Brazil’s about-turn on interest rates, in which it abruptly ended its tightening cycle this year by slashing 50 basis points off its benchmark Selic rate to reduce it to 12 per cent, is a gamble that is being watched by emerging-market policymakers around the world.

Latin America’s biggest economy is not the first to cut interest rates citing the weakening global outlook – Turkey began easing in early August.

But Brazil is the largest emerging-market economy so far to have begun easing. And, given the country’s chequered history with inflation, which in past decades was a destabilising force in the economy, the issue is highly sensitive.

The central bank’s call to begin easing now was all the more significant because inflation in the 12 months to the end of August reached 7.23 per cent – the highest since 2005 and well beyond the official target of 4.5 per cent plus or minus 2 percentage points.

In the minutes of the monetary policy meeting that decided on the rate cut, which were released last week, the central bank said it believed that the global economy was facing a shallower but longer period of weakness than in 2008-09. In this environment, the central bank could cut rates and still meet its inflation target next year of 4.5 per cent.

“Since the last meeting of the monetary policy committee, the outlook for the global economy has deteriorated,” the minutes said.

The sudden about-face by the bank, which until then had been increasing interest rates this year, adding 175 basis points to the benchmark rate, prompted concern among market economists that the central bank was taking a gamble on inflation for political reasons.

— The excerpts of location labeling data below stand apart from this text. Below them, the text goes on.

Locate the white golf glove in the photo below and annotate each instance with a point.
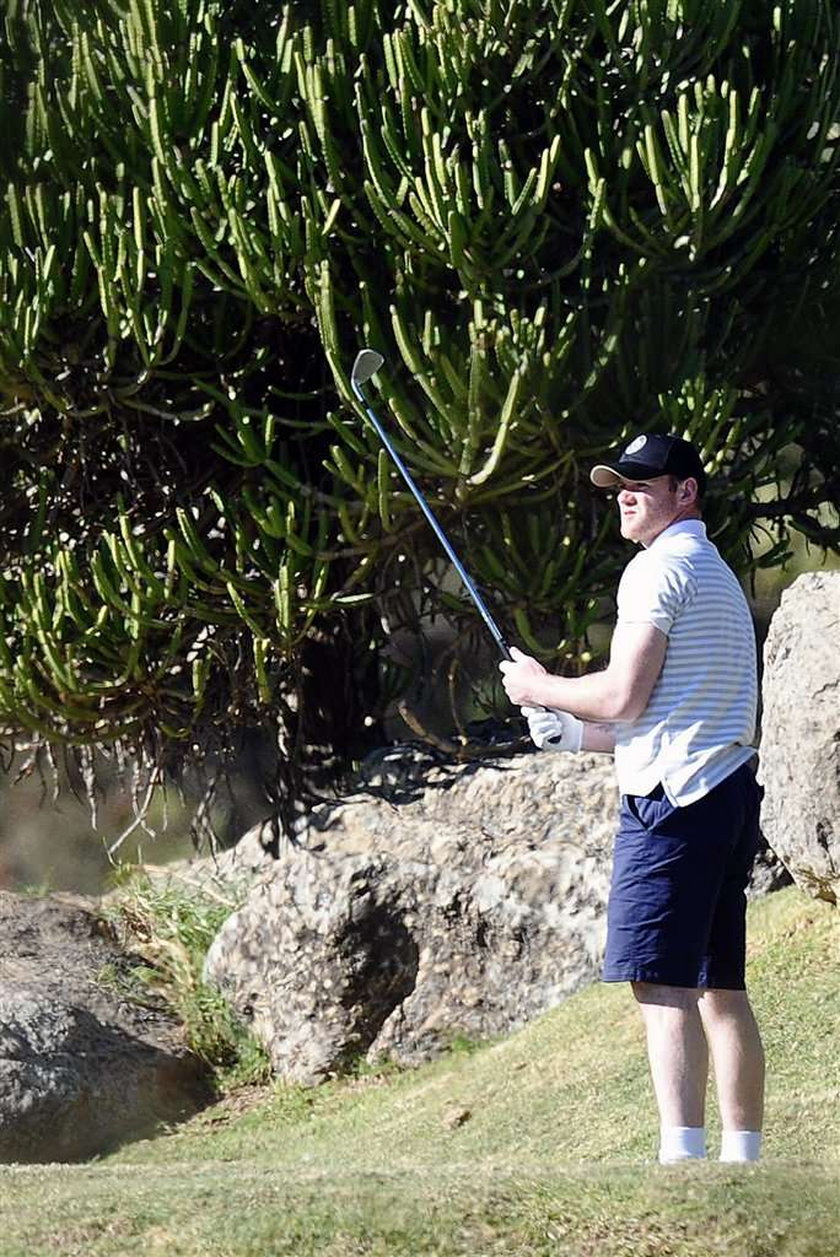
(553, 730)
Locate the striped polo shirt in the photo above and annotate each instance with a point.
(699, 724)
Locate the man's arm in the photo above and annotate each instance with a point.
(599, 737)
(618, 694)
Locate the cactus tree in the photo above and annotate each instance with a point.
(558, 221)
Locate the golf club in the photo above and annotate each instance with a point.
(367, 363)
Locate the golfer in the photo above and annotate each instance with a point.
(677, 705)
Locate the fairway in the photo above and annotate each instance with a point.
(541, 1143)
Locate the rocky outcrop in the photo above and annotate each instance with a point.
(800, 747)
(467, 910)
(82, 1069)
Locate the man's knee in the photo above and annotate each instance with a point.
(721, 1004)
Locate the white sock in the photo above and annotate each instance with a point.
(740, 1145)
(682, 1144)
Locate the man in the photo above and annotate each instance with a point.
(677, 705)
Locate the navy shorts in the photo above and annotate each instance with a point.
(677, 911)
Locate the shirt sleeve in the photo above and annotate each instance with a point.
(652, 592)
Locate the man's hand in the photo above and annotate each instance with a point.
(521, 675)
(553, 730)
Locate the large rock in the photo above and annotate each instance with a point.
(464, 911)
(800, 746)
(82, 1069)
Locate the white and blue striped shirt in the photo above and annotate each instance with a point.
(699, 723)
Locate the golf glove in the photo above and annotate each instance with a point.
(553, 730)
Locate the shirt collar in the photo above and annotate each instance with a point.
(683, 527)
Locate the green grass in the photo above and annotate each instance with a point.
(538, 1144)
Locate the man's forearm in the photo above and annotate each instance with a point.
(599, 737)
(595, 698)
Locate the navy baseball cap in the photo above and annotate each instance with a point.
(648, 456)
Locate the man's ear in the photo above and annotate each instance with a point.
(689, 490)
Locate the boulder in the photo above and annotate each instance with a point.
(800, 746)
(464, 911)
(82, 1069)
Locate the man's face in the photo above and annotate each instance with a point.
(648, 507)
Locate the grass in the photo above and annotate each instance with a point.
(171, 927)
(537, 1144)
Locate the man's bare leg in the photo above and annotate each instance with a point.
(679, 1065)
(738, 1059)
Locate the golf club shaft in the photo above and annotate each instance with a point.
(496, 632)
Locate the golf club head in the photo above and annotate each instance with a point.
(366, 365)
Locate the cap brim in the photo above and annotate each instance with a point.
(604, 477)
(607, 477)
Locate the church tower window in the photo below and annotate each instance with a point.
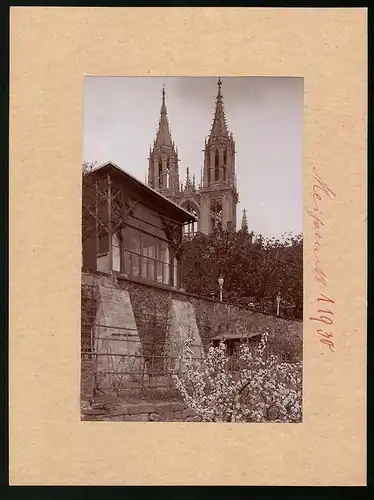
(216, 166)
(160, 173)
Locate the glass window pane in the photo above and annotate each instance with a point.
(127, 262)
(149, 246)
(135, 265)
(135, 240)
(126, 235)
(132, 221)
(144, 267)
(151, 269)
(175, 272)
(163, 252)
(166, 274)
(159, 272)
(116, 253)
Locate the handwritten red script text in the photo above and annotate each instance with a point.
(324, 317)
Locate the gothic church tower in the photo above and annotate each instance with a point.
(214, 201)
(163, 160)
(219, 196)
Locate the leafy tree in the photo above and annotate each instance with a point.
(254, 271)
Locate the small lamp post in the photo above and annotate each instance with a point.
(278, 302)
(220, 282)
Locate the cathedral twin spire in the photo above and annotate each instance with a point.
(218, 179)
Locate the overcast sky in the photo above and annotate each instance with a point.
(264, 114)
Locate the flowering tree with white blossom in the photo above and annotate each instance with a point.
(260, 389)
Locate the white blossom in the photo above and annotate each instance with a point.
(260, 389)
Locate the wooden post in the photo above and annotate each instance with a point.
(97, 220)
(110, 249)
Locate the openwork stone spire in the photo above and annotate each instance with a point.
(244, 221)
(219, 127)
(163, 137)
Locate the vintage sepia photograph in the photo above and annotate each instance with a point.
(192, 249)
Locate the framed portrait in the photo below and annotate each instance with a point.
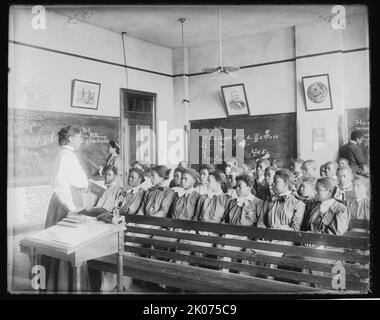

“There is some dissonance, some tension there between their actions and their rhetorical commitments to the inflation target,” says Alberto Ramos, an economist with Goldman Sachs. “If they were really committed … [to] getting inflation to the target by 2012, I think in the name of prudence they probably should have held rather than cut.”

The government of President Dilma Rousseff is keen to see lower real interest rates – Brazil’s are the highest in the world for a large economy.

Lower interest rates would also ensure economic growth continued at a reasonable pace after last year’s rip-roaring 7.5 per cent. Easier monetary policy might also weaken Brazil’s currency, the real, against the dollar, which the government blames for undermining domestic industry.

At the heart of economists’ concerns is whether the central bank’s autonomy is in jeopardy. “We believe the Brazilian authorities are operating a new policy regime with three targets – growth, inflation and [the exchange rate],” wrote Nomura economist Tony Volpon in a report. “The risk of surprising, ‘stop-and-go’ changes in policy priorities … and greater interference in markets is, we believe, a new permanent part of the economic and market landscape.”

Economists dispute that there is clear evidence that external conditions are so negative that inflation will die off in Brazil. If the US embarks on more quantitative easing, commodity prices could stay high, favouring the Brazilian economy. China’s economy, the mainstay of Brazil’s commodity exporters, also remains buoyant.

Most economists have lowered their forecast for Brazilian economic growth to between 3 and 4 per cent but these levels might be high enough to sustain inflation above the official target, given a tight labour market and expected wage increases.

Goldman Sachs’ Mr Ramos argues that even if the central bank proves correct and the global outlook deteriorates so much that inflation does converge to the target next year, its methodology is questionable.

“In the end it might turn out OK for Brazil, it might turn out to have been the right decision, but that does mean the process was right because there is an element of a gamble, of wishful thinking in this decision,” he said.

In his TV interview, however, Mr Tombini said the world had changed between the last two meetings of the monetary policy committee. And he rejected claims that the central bank was now serving more than one master.

“The central bank does not have any other target than inflation,” Mr Tombini said.